Booba ATBP: What to expect in a Joyce Bernal-directed SONA

Booba ATBP: What to expect in a Joyce Bernal-directed SONA

The goal is to make the president out to be a father figure. Is that even possible?

Joyce Bernal is directing the State Of the Nation Address (SONA) happening Monday, July 23. Her predecessor, Cannes Best Director winner Brillante Mendoza, showed us extreme close-ups, tilted angles, yet zero character development to his protagonist, President Duterte.


[READ: We watched Brillante Mendoza’s ‘Amo’ so you don’t have to]


Bernal, known for turning Booba, Mr. Suave, and Kimmy Dora into household names, is now tasked to show the President as a “father.” She has said that she aims to capture how much he loves the Philippines.

Uhm, okay. It’s an interesting choice to say the least. Less seriousness, more entertainment. Do we expect laugh tracks? Wenk wonk funny sound effects? We watched five of Joyce Bernal’s best films to see what we can expect during the SONA.


Slow motion. Soft focus. Warm lighting. A recurring theme song that’s also the movie title.

Could this be the SONA where we finally get a bokeh shot of our Dear Leader? Bernal is, after all, one of the Rom Com Queens of Philippine cinema. She has said she wants to keep the mood warm, so I expect a shot where Duterte looks longingly towards the audience, softly directing his gaze to the Chinese ambassador. He sings: “Don’t give up on us, baby.”

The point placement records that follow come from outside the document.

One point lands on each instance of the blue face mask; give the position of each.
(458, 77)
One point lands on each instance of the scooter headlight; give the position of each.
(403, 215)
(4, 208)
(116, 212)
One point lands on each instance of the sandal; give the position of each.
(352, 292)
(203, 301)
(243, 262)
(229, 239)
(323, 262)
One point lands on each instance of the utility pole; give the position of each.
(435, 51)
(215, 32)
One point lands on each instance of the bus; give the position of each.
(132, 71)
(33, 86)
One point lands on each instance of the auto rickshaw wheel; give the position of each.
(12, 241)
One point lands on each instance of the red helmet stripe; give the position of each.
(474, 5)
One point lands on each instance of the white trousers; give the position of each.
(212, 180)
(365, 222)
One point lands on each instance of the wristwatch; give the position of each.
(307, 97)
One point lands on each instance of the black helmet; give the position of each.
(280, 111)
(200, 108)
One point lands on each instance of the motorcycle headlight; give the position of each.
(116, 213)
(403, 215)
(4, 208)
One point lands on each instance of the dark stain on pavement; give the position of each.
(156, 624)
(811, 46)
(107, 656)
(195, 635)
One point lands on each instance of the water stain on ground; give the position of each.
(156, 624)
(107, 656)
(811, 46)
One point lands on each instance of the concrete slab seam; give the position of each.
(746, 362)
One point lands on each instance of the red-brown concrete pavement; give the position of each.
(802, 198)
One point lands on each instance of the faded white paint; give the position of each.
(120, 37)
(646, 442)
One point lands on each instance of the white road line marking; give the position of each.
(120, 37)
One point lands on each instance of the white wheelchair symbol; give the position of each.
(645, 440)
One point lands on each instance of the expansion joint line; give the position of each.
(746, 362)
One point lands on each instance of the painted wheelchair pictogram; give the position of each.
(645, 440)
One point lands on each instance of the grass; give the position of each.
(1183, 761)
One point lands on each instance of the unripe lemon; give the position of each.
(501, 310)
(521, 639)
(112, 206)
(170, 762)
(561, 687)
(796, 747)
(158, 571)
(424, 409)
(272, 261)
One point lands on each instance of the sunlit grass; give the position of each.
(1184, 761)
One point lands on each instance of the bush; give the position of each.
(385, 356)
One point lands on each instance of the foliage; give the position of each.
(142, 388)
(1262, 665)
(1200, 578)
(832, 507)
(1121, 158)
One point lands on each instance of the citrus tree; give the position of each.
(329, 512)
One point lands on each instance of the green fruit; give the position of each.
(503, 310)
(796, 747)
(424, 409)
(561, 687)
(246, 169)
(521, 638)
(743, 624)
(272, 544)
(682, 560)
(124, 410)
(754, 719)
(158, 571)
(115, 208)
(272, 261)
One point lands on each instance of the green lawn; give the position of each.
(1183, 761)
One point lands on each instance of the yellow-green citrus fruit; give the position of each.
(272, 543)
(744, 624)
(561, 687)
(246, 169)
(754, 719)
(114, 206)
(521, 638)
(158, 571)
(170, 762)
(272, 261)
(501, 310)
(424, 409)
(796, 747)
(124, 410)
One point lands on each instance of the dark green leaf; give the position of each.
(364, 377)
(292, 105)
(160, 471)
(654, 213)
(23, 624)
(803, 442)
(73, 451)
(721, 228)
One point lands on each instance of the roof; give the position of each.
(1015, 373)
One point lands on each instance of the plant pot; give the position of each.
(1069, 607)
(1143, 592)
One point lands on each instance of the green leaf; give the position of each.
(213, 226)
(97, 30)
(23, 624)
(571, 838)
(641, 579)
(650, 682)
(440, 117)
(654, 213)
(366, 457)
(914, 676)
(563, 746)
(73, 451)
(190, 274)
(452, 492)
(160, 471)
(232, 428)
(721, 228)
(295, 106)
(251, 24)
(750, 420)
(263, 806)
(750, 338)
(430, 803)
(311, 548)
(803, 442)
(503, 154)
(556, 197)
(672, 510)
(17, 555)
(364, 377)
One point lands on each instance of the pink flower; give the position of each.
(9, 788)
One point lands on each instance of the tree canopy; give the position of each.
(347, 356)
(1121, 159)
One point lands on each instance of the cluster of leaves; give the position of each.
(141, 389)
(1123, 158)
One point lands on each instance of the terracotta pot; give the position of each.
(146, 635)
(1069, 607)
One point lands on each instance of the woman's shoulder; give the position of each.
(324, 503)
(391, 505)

They will try to convince us that a lecherous pick-up artist is an adorable everyman.

Imagine that we are about to sing the national anthem: “Tumayo tayong lahat, at ilagay ang kanang kamay sa dibdib… ng katabi.” Who said it, Duterte, or Mr. Suave? The titular character in this 2003 Bernal classic is all talk and no game. He dishes advice about attracting women, but in reality freezes up around them. Kinda sounds like how our Our Dear Leader rambles about jet skiing to Benham Rise, ending the Drug War in six months, and putting drug kingpins to jail.

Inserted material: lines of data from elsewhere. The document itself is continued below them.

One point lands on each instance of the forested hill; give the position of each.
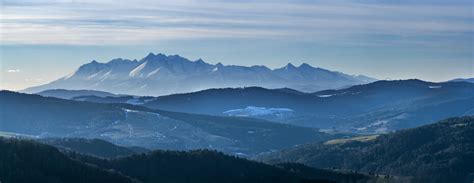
(28, 161)
(441, 152)
(23, 161)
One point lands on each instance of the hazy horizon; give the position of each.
(429, 40)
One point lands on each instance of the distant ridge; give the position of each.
(159, 74)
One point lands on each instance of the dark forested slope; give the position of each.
(440, 152)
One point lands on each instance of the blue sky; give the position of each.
(431, 40)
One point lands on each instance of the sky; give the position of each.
(41, 41)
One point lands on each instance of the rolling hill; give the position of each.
(29, 161)
(159, 74)
(378, 107)
(132, 125)
(440, 152)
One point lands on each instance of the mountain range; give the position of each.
(378, 107)
(169, 74)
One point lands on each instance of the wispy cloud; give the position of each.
(13, 70)
(110, 22)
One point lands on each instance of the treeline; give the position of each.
(28, 161)
(441, 152)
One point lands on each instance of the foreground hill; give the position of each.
(131, 125)
(167, 74)
(378, 107)
(211, 166)
(441, 152)
(27, 161)
(93, 147)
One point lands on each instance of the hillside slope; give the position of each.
(26, 161)
(440, 152)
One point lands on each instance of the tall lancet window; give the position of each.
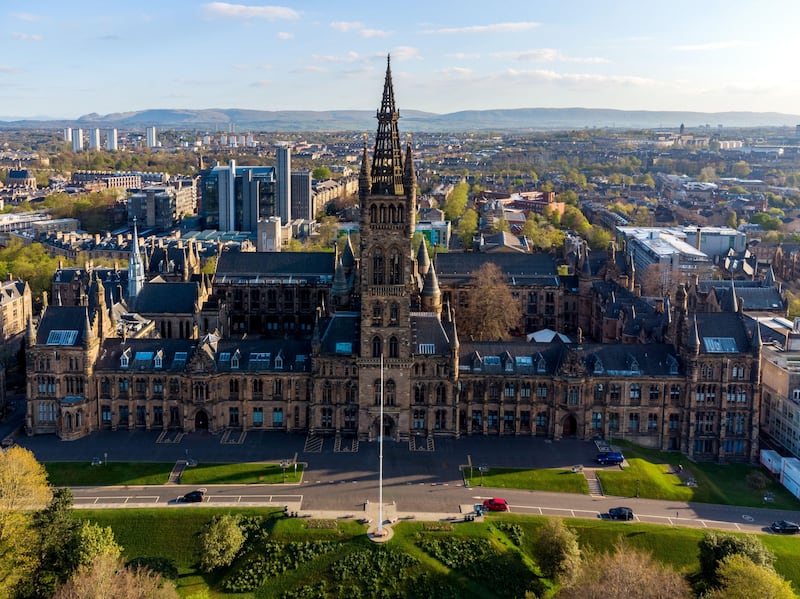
(377, 268)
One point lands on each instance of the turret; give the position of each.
(431, 294)
(423, 261)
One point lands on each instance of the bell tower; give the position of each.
(387, 192)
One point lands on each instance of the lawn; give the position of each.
(509, 538)
(83, 474)
(549, 479)
(241, 474)
(716, 483)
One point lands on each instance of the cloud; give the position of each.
(542, 75)
(495, 28)
(405, 53)
(711, 46)
(345, 26)
(358, 28)
(27, 37)
(367, 33)
(243, 11)
(25, 16)
(547, 55)
(349, 57)
(456, 72)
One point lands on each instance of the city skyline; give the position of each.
(64, 60)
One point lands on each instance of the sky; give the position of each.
(64, 59)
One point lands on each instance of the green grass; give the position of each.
(83, 474)
(240, 474)
(552, 479)
(172, 533)
(716, 483)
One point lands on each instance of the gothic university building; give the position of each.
(309, 343)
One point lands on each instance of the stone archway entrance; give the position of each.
(201, 421)
(389, 428)
(569, 426)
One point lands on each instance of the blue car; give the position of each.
(609, 457)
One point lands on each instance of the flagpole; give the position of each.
(380, 460)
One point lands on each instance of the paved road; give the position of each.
(345, 483)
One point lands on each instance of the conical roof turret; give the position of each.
(387, 162)
(340, 287)
(423, 260)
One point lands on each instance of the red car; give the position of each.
(496, 504)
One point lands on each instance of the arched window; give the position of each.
(395, 268)
(389, 393)
(327, 393)
(419, 394)
(377, 268)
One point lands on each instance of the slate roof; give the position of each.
(263, 355)
(428, 330)
(341, 334)
(147, 351)
(167, 298)
(457, 268)
(62, 318)
(712, 326)
(511, 357)
(312, 266)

[READ: Lords of war: Duterte vs. Escobar]


Booba saves the day. And becomes assistant secretary to the PCOO.

At this point, I don’t even know if I’m predicting the SONA, or just showing how life imitates fiction. The difference between Booba, played to perfection by Rufa Mae Quinto, and Mocha Uson, is that only one of them is playing dumb.


We discover that Duterte is an evil twin.

In Kimmy Dora, Eugene Domingo portrays twins — the Machiavellian twin Kimmy, and the sweet but dumb Dora. Kimmy is so evil she hires Baron Geisler to kill her twin just so she can have sole control of their family business. I mean, killing innocent people to gain control over an institution? Sounds familiar. In reality, Duterte does not have a sweet and innocent twin he wants dead and stowed in a bag somewhere (as far as we know). Instead, there are just 20,000 bodies to his name — fathers, mothers, children alike.


The ghosts of Duterte’s past are waiting for Vhong Navarro to open the portal to the afterlife.

In D’Anothers, Vhong Navarro discovers that he is The One who has the key to the portal that allows ghosts in a haunted mansion to cross to the other side. He spends most of the film dithering and engaging in comedic hijinks. But eventually, he steps up and confronts his fear of ghosts to fulfill his destiny and to deliver justice to the dead. There is no Duterte in this alternate plot line. Just us, the audience, in a country haunted by its ghosts, forgetting that we hold the key to unlock the portal to another world.